His second novel focuses on the narrator's family in Calcutta and Dhaka and their connection with an English family in London.

> In an Antique Land. New York: Vintage, 1994. (First published in England by Granta Books, 1992) 393 pp.
The cover proclaims IAAL "History in the guise of a traveller's tale," and the multi-generic book moves back and forth between Ghosh's experience living in small villages and towns in the Nile Delta and his reconstruction of a Jewish trader and his slave's lives in the eleventh century from documents from the Cairo Geniza.

> The Calcutta Chromosome (Picador, 1996)
This novel has been described as "a kind of mystery thriller" (India Today). It brings together three searches: the first is that of an Egyptian clerk, Antar, working alone in a New York apartment in the early years of the twenty-first century to trace the adventures of L. Murugan, who disappeared in Calcutta in 1995; the second pertains to Murugan's obsession with the missing links in the history of malaria research; the third search is that of Urmila Roy, a journalist in Calcutta in 1995 who is researching the works of Phulboni, a writer who produced a strange cycle of "Lakhan stories" that he wrote in the 1930s but suppressed thereafter.

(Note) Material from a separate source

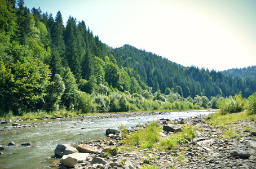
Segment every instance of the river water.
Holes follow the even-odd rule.
[[[59,159],[51,158],[58,144],[72,146],[81,141],[89,141],[106,138],[105,131],[109,128],[117,128],[121,124],[135,127],[139,123],[157,121],[161,118],[174,120],[179,118],[208,115],[213,111],[198,110],[186,112],[170,112],[147,116],[120,117],[95,120],[81,119],[54,121],[23,121],[20,124],[32,123],[43,124],[37,127],[13,128],[11,124],[0,124],[0,144],[5,149],[0,155],[0,169],[2,168],[54,168]],[[4,128],[7,127],[8,128]],[[84,129],[82,129],[82,128]],[[2,130],[3,129],[3,130]],[[14,141],[16,145],[8,146]],[[32,146],[20,145],[30,143]]]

> The Glass Palace (Random, 2000)
In a review in The New York Times, Pankaj Mishra describes Ghosh as one of few postcolonial writers "to have expressed in his work a developing awareness of the aspirations, defeats and disappointments of colonized peoples as they figure out their place in the world." The novel is set primarily in Burma and India and catalogs the evolving history of those regions before and during the fraught years of the second world war and India's independence struggle.